1) Use a mapping from key to validated identifier

Instead of using the raw Api Key in XPath, validate it against a known set and map it to a safe internal identifier (e.g., tenant ID). This avoids injection by design:

from fastapi import Fastapi, Header, HTTPException
import defusedxml.ElementTree as ET

app = Fastapi()

# Trusted mapping: in practice, load from secure configuration or database
TENANT_BY_KEY = {
    "ak_live_abc123": "tenant_alpha",
    "ak_live_def456": "tenant_beta",
}

def get_tenant_config(tenant_id: str):
    path = f"/data/{tenant_id}/config.xml"
    tree = ET.parse(path)
    root = tree.getroot()
    ns = {"t": "http://example.com/ns"}
    # Safe: tenant_id is validated and controlled, not user-injected
    nodes = root.findall(".//t:setting[@tenant='default']", namespaces=ns)
    return [elem.text for elem in nodes]

@app.get("/settings")
x_api_key: str = Header(...)
def settings(api_key: str = x_api_key):
    tenant_id = TENANT_BY_KEY.get(api_key)
    if tenant_id is None:
        raise HTTPException(status_code=401, detail="Invalid Api Key")
    return get_tenant_config(tenant_id)

2) Avoid XPath construction with user input; use parameterized APIs

Where possible, use ElementTree’s iteration or explicit element access rather than dynamic XPath with user input. If you must search, use predicates based on constants or validated IDs:

import defusedxml.ElementTree as ET

def find_setting_for_tenant(tenant_id: str):
    tree = ET.parse("/data/shared/config.xml")
    root = tree.getroot()
    ns = {"t": "http://example.com/ns"}
    # Iterate safely instead of injecting tenant_id into XPath
    for setting in root.findall(".//t:setting", namespaces=ns):
        if setting.get("tenant") == tenant_id:
            return setting.text
    return None

Additionally, ensure that Api Key handling follows secure patterns: transmit keys only over TLS, avoid logging them, and store them in environment variables or a secrets manager. In Fastapi, you can further reduce risk by using dependencies that validate keys against a backend service and reject malformed or suspicious values before they reach business logic.
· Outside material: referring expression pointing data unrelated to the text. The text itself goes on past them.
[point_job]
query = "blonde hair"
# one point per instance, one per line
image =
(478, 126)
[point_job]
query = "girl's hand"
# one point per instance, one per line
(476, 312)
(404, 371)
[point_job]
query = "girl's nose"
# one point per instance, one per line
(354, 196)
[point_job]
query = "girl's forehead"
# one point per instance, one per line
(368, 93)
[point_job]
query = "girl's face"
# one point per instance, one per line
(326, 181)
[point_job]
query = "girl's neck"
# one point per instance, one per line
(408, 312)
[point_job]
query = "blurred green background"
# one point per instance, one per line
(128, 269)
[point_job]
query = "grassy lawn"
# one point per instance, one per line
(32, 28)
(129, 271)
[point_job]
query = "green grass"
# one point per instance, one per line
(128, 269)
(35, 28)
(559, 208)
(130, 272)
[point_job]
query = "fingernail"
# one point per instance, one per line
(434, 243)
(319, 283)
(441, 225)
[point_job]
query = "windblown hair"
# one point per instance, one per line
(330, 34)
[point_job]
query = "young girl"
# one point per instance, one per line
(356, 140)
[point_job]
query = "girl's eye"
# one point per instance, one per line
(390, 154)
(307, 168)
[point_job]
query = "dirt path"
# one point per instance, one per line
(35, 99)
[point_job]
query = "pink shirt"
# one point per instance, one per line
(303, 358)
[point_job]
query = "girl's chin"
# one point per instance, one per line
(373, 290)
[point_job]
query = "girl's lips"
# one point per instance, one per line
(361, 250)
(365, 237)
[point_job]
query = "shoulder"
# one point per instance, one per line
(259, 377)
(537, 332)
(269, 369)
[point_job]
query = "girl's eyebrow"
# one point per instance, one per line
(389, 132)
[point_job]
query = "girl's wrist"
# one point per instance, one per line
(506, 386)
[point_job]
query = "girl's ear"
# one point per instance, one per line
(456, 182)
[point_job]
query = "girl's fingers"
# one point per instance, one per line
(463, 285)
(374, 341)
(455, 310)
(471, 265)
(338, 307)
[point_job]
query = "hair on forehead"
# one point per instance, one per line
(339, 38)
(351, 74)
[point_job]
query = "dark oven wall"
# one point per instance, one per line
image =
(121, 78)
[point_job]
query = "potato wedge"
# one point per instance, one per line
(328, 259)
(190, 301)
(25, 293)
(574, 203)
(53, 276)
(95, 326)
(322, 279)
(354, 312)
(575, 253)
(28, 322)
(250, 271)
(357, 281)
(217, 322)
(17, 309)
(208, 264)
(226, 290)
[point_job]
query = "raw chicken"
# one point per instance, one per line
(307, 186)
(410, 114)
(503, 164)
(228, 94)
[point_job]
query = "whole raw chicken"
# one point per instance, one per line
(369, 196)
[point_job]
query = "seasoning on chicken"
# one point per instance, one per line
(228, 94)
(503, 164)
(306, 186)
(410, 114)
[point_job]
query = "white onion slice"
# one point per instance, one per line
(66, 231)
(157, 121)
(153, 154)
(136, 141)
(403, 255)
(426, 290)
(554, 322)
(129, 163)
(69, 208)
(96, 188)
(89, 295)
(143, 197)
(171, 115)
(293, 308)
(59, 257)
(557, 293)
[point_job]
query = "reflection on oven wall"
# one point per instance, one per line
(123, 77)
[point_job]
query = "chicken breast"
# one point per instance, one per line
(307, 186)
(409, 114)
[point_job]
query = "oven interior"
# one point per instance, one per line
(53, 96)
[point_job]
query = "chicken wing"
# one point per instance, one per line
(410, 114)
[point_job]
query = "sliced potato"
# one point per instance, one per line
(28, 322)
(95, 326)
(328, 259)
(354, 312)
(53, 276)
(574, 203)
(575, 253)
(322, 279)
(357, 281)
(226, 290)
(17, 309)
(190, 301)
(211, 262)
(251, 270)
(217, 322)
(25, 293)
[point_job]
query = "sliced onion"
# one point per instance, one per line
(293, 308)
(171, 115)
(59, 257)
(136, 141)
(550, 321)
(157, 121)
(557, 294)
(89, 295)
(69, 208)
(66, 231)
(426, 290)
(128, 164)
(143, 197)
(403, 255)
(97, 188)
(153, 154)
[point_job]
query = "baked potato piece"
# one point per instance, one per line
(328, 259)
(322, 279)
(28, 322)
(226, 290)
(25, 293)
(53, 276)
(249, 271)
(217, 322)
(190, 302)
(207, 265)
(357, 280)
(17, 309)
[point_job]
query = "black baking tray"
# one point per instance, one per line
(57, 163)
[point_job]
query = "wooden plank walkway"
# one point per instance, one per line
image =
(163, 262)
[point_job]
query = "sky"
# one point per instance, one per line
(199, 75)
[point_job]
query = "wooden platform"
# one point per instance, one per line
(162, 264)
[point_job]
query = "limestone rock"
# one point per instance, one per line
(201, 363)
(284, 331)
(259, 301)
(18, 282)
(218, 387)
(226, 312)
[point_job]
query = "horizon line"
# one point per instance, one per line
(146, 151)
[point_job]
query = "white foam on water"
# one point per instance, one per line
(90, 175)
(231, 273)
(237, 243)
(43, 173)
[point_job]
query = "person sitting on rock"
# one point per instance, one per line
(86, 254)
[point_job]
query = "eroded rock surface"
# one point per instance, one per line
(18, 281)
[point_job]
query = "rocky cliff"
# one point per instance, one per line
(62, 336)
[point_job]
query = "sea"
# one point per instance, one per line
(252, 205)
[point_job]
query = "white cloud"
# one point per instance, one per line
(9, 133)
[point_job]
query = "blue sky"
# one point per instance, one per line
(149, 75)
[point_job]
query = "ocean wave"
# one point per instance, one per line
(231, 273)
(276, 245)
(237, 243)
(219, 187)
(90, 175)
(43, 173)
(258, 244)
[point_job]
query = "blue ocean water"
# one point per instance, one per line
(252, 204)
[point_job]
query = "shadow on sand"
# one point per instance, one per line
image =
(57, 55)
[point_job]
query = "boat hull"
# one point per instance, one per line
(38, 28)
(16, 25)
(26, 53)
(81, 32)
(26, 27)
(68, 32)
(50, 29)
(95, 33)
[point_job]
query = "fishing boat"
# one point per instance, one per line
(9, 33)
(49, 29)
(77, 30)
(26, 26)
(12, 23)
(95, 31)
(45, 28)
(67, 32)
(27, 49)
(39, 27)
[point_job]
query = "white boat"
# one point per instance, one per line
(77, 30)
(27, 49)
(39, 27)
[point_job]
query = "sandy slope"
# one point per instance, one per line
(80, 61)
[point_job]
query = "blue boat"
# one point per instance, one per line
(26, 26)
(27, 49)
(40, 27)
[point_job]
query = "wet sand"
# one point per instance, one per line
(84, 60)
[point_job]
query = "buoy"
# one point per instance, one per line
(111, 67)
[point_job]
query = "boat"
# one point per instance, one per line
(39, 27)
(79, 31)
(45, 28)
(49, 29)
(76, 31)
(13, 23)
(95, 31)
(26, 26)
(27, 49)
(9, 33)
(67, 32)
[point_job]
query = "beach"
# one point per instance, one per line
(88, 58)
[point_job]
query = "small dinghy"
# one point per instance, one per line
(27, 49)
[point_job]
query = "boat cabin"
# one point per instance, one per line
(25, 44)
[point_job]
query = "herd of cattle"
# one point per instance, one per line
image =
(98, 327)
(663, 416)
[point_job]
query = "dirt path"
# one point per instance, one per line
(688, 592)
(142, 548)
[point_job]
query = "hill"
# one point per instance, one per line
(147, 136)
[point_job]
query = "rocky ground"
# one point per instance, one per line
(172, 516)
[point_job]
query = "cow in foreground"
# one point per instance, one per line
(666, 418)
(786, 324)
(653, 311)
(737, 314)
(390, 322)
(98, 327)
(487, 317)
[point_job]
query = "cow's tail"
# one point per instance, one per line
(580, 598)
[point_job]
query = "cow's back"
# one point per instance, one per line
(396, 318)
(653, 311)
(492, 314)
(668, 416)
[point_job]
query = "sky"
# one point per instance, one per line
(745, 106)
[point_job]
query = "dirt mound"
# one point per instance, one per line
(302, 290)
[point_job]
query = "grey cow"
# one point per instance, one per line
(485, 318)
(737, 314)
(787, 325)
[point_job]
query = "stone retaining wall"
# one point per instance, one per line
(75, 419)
middleBrick’s scans can highlight places where Api Key values might reach dangerous sinks. While it does not auto-fix, the findings include prioritized remediation guidance to help you refactor safely and align with OWASP API Security Top 10 and relevant compliance frameworks.

Frequently Asked Questions

Can Xpath Injection in Fastapi be detected by middleBrick even when Api Keys are involved?
Yes. middleBrick’s checks include Input Validation and Property Authorization, and it analyzes how Api Key-derived values reach execution sinks such as XPath selectors, providing findings with remediation guidance.
Does middleBrick fix Xpath Injection issues automatically?
No. middleBrick detects and reports issues, including those involving Api Keys in XPath contexts, and provides remediation guidance. It does not fix, patch, or block code.